Angioedema was considered the most important differential diagnosis because it presents as transient localized swelling and is often drug-induced, particularly by angiotensin-converting enzyme inhibitors, and may be accompanied by urticaria. 10 However, our patient had no relevant medication history, and the absence of erythema, warmth, or tenderness made infectious or allergic causes (e.g. erysipelas or contact dermatitis) less likely. Additionally, nephrotic syndrome, hypoproteinemia, and lymphedema 11 were excluded based on normal laboratory findings and the clinical context at presentation.

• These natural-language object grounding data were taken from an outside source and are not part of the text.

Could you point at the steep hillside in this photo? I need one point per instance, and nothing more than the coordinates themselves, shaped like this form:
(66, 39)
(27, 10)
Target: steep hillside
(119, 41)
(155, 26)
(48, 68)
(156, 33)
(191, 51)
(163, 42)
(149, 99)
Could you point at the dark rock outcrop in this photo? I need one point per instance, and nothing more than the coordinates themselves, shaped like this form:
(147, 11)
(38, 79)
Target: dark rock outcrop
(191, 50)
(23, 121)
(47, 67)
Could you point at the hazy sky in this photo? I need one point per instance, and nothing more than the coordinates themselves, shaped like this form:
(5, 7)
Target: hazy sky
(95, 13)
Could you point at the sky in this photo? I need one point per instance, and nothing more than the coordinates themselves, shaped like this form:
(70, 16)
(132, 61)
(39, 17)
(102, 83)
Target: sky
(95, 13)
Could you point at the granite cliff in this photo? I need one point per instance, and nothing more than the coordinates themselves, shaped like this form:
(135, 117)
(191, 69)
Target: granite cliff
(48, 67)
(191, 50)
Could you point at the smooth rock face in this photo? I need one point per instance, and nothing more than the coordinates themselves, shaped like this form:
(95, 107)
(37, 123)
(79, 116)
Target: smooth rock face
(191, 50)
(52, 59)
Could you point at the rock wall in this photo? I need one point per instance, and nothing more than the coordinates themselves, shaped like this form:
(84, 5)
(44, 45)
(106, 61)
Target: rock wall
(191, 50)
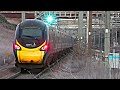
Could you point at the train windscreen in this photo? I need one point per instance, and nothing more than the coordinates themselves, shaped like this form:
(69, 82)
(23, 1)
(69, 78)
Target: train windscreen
(32, 33)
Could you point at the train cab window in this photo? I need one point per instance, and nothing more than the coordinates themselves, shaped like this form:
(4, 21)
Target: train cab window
(31, 33)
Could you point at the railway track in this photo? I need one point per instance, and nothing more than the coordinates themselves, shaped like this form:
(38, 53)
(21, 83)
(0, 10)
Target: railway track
(30, 75)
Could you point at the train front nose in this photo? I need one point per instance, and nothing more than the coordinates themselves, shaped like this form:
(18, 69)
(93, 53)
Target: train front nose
(30, 56)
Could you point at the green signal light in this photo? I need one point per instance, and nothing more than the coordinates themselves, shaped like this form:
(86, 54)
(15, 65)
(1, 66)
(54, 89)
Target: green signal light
(49, 19)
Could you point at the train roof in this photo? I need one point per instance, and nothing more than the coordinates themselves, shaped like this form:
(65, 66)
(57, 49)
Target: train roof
(32, 22)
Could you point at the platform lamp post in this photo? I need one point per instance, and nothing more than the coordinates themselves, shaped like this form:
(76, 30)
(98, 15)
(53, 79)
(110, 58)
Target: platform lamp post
(80, 31)
(107, 35)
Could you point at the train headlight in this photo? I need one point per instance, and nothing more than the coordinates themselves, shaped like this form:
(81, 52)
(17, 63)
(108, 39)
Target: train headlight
(44, 48)
(17, 47)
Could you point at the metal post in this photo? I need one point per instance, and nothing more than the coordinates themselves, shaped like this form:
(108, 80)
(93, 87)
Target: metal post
(23, 15)
(80, 25)
(80, 31)
(89, 32)
(107, 35)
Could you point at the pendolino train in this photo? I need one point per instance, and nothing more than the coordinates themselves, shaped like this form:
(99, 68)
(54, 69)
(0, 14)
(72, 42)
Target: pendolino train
(36, 42)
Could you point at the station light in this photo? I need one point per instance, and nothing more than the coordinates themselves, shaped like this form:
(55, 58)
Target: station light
(50, 18)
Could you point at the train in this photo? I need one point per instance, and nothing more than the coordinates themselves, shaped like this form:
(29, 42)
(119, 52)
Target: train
(37, 44)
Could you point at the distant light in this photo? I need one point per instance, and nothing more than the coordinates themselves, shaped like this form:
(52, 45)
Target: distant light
(49, 19)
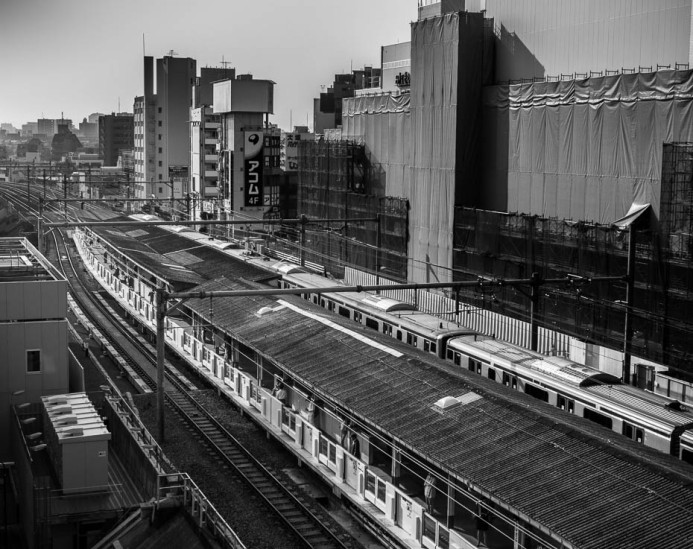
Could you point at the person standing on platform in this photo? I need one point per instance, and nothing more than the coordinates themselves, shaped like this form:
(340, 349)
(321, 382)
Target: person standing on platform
(310, 410)
(430, 492)
(355, 446)
(280, 392)
(344, 434)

Myxedema results from the accumulation of glycosaminoglycans in the dermis. Histologically, the dermis appears edematous, with mucin deposition separating connective tissue fibers. 4 In contrast to pretibial myxedema associated with hyperthyroidism, myxedema in hypothyroidism typically shows normal or inactive dermal fibroblasts without significant fibroblast proliferation. These glycosaminoglycan–protein complexes have a remarkable capacity to bind water and may expand up to 1000 times their original volume, resulting in dermal fluid retention and the characteristic nonpitting edema.2,12 The exact pathophysiology remains unclear; however, mucopolysaccharide deposition may be related to markedly reduced thyroid hormone levels7,13 or to prolonged stimulation of fibroblasts by TSH, analogous to fibroblast activation mediated by TSH-receptor antibodies in Graves’ dermopathy.2,6,12
This report is limited by its single-case nature, and reporting of additional cases is warranted to better characterize acute diffuse facial edema as a presentation of hypothyroidism.
Conclusion
Acute diffuse facial edema associated with hypothyroidism may mimic conditions such as angioedema or allergic reactions, leading to diagnostic uncertainty. Thyroid function testing should therefore be considered in patients presenting with unexplained localized swelling.
Footnotes
Author contributions
Yan Wang drafted the case report. Hong Yue, Xiuping Han, and Surong Liang collected and organized the clinical data. Surong Liang revised the manuscript.
Declaration of conflicting interests
The authors declare that they have no conflicts of interest related to this manuscript.
Funding
None.
Prior publication
The manuscript has not been published or submitted elsewhere, in whole or in part.
Permissions
Written informed consent was obtained from the patient for publication of this case report and the accompanying images. The patient was informed that the images could potentially be identifiable and provided consent for their use for academic and publication purposes.